Generalizing still further, and leaving the sorts of things that we generally call “disability” behind, Iron Man 3 is arguing that a problem can never be a relatively unimportant part of who you fundamentally are. Either it’s your ENTIRE being and will destroy you eventually (like Aldrich’s problem), or it’s entirely incidental and can be almost trivially overcome (like Tony’s). It’s not an acceptable happy ending if Tony is a brilliant, incredibly charming guy who sometimes suffers from night terrors, and leans heavily on his girlfriend to cope. Pepper can’t fundamentally be a woman who runs a company, looks like Gwyneth Paltrow, and takes injections every day to avoid exploding into a cloud of hot gas. Furthermore, Tony can’t fundamentally be a bad widdle boy, irresponsible and hedonistic, the way that he is in the 1999 party sequence. This too must be only a distortion of his true self, which is mature and reliable…
… and as a consequence (stay with me here), Robert Downey Junior cannot fundamentally be a cocaine addict.
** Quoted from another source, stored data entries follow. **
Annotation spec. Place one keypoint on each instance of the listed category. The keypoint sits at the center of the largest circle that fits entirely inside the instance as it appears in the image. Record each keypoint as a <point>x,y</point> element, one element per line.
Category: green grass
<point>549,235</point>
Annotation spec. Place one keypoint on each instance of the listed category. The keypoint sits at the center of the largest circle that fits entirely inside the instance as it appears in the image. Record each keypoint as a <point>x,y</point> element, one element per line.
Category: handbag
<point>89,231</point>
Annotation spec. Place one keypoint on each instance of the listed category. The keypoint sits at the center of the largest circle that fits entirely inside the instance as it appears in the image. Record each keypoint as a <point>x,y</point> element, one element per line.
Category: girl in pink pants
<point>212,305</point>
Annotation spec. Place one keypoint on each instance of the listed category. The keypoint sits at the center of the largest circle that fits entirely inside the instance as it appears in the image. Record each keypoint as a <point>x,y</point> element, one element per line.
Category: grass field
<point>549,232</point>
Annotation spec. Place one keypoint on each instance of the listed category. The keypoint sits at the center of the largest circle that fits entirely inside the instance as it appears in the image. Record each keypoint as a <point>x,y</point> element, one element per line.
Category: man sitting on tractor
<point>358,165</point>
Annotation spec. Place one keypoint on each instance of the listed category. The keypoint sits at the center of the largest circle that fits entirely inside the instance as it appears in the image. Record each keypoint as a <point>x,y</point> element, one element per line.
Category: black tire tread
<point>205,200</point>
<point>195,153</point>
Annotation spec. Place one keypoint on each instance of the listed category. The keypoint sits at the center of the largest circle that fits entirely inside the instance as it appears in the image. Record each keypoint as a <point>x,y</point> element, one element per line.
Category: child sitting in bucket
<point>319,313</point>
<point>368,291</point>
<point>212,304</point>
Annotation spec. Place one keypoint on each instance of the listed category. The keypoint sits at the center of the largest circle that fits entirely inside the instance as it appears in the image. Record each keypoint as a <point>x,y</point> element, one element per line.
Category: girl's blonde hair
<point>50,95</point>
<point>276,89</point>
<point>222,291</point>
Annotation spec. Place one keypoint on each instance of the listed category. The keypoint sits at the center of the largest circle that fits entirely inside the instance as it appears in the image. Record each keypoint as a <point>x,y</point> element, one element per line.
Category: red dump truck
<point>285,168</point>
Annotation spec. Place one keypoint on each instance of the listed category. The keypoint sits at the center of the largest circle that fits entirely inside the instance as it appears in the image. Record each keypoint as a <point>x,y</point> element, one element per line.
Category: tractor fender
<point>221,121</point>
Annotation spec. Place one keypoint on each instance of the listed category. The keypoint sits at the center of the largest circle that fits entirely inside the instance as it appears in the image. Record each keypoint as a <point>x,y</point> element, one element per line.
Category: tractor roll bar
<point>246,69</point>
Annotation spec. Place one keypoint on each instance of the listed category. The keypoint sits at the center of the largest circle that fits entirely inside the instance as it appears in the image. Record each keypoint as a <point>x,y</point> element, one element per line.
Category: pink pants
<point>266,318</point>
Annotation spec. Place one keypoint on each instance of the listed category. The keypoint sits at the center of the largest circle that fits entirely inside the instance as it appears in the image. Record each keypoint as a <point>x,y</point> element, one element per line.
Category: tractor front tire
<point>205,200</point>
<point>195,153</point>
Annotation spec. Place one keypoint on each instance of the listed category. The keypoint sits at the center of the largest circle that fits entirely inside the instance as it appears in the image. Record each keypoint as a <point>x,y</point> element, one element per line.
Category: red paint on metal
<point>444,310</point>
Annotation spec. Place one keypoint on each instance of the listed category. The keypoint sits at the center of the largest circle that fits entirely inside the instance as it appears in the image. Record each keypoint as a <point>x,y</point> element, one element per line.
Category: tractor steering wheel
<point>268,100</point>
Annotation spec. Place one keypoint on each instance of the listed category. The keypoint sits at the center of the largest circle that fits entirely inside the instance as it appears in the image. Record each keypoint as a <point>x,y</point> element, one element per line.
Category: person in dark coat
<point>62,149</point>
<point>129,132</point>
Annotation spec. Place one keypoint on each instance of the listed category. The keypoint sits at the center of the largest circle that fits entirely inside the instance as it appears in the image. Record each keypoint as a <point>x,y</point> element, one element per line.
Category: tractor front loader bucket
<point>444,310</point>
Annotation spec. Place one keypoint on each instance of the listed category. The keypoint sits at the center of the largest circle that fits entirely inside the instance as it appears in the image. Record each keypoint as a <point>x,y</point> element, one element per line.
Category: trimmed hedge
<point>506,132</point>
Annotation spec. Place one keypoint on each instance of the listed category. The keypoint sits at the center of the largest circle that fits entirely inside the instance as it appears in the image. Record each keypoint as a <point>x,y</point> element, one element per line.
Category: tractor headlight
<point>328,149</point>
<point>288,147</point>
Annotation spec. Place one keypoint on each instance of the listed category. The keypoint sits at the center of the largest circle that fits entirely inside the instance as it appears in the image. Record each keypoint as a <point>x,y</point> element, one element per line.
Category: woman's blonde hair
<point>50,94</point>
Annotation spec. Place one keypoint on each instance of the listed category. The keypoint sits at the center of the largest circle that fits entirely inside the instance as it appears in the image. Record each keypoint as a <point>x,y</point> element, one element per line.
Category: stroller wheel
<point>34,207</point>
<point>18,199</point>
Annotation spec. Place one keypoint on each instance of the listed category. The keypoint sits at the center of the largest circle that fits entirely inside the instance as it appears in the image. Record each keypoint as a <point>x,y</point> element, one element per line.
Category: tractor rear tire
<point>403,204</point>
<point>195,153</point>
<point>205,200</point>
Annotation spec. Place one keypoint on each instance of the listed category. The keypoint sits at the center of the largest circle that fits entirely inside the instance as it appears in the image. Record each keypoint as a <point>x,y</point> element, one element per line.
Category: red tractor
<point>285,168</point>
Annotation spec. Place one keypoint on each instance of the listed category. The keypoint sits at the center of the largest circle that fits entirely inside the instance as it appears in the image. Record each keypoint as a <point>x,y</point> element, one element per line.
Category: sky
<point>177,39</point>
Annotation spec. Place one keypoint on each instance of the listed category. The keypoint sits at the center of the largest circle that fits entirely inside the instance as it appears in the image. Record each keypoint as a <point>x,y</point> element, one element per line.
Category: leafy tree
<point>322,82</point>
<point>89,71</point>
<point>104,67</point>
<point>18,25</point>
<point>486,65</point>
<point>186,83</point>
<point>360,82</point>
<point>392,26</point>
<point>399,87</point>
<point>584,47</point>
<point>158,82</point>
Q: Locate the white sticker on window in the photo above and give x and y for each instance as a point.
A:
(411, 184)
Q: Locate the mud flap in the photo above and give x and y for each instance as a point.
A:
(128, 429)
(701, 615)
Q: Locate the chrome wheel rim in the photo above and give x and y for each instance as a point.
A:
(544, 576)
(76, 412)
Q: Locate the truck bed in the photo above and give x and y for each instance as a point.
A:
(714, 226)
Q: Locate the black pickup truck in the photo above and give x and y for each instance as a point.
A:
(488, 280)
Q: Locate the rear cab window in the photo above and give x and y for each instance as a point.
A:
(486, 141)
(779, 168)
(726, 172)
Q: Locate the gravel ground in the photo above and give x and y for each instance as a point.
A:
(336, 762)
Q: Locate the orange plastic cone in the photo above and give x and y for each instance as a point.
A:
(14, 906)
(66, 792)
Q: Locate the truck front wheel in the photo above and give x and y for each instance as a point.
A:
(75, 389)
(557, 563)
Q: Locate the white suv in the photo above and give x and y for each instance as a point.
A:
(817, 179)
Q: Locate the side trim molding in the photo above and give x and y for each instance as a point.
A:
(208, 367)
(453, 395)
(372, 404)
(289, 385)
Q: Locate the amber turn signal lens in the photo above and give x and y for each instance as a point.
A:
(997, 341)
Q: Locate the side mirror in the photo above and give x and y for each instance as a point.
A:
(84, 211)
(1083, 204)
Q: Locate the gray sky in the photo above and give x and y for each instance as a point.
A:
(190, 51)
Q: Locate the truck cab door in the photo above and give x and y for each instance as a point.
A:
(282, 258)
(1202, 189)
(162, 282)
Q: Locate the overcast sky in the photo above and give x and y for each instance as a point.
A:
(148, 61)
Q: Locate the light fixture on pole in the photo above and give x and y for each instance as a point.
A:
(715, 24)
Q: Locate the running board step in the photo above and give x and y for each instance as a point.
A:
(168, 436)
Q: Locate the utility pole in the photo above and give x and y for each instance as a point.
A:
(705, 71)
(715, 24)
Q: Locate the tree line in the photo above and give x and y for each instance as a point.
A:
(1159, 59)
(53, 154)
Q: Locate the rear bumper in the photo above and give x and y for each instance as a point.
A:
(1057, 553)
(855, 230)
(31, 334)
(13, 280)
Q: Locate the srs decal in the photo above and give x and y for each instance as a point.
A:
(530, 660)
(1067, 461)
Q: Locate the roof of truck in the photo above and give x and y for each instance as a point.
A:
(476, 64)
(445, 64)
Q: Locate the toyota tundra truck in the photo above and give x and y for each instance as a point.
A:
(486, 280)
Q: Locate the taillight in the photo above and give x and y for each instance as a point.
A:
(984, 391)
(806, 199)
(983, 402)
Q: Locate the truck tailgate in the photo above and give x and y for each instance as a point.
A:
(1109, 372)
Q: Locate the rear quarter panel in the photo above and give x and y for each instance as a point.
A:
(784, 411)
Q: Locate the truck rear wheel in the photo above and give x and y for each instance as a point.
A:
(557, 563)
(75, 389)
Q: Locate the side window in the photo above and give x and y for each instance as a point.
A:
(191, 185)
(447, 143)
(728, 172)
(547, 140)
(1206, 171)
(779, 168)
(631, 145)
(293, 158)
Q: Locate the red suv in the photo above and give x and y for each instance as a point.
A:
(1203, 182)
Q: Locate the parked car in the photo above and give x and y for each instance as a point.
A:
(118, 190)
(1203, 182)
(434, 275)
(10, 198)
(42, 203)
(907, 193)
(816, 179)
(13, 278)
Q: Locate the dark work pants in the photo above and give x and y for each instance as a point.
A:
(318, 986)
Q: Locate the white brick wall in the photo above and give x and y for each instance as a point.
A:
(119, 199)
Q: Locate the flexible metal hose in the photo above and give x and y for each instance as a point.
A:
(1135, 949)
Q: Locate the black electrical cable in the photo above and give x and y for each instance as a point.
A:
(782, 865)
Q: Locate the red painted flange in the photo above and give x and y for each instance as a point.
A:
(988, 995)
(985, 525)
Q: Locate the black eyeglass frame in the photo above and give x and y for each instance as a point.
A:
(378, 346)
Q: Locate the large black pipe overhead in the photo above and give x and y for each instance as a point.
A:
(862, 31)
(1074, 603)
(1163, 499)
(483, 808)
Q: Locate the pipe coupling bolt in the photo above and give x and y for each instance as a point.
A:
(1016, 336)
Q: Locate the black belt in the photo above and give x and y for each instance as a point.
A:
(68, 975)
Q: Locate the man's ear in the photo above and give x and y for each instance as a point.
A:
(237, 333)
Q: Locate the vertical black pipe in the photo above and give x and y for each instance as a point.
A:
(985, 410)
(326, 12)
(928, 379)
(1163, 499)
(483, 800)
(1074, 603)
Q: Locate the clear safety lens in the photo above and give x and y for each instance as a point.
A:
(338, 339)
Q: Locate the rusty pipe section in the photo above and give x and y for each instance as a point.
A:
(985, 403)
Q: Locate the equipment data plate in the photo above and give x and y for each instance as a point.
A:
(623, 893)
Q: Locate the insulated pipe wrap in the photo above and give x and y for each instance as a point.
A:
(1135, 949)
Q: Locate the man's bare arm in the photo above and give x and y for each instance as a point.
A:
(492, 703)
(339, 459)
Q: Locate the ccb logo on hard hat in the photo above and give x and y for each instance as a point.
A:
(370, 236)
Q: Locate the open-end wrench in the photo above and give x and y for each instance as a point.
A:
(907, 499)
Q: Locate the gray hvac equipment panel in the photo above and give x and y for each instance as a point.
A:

Iron Man doesn’t just square Tony Stark off against his opposite/nemesis Aldrich Killian, right? It also squares Robert Downey Junior off against his opposite/nemesis Trevor Slattery, a once-promising actor who developed a drug problem, fell off the map, and, unlike Downey, kept right on falling. Slattery is not a total monster, like the other villains in the film, but he’s a tool of monsters, and he’s become a pretty wretched person in his own right. “Irresponsible drug-addled manchild” is the core of who he is, physically and mentally, to the point where all other aspects of his character — the menacing speeches, the central-casting terrorist beard — are simply fraudulent. Downey, on the other hand, has become Iron Man. For him, the cocaine was just a contaminant. Sure, it got pretty close to his heart. But somewhere along the line he had an operation to remove it, and he’s whole now. He is not an addict — he never was! He’s a person, who at some point along the line was temporarily afflicted with an addiction. (The corollary: addicts, true addicts, are not people.)
And this is exactly the way that we aren’t supposed to think about addiction! It doesn’t matter how long you’ve been sober, you go into the meetings every week and tell them “I’m an alcoholic.” Because some problems have to be managed, not solved, and because people, even good people, are never really perfect. Iron Man 3 doesn’t recognize this. But maybe it doesn’t have to. It’s a superhero movie, after all, and utopian escape is what superhero movies are all about. Well, utopian escape and explosions. Iron Man 3 delivers on both fronts, so I suppose I’ve got no real complaints… here in the real world, after all, we can choose to take the good along with the bad.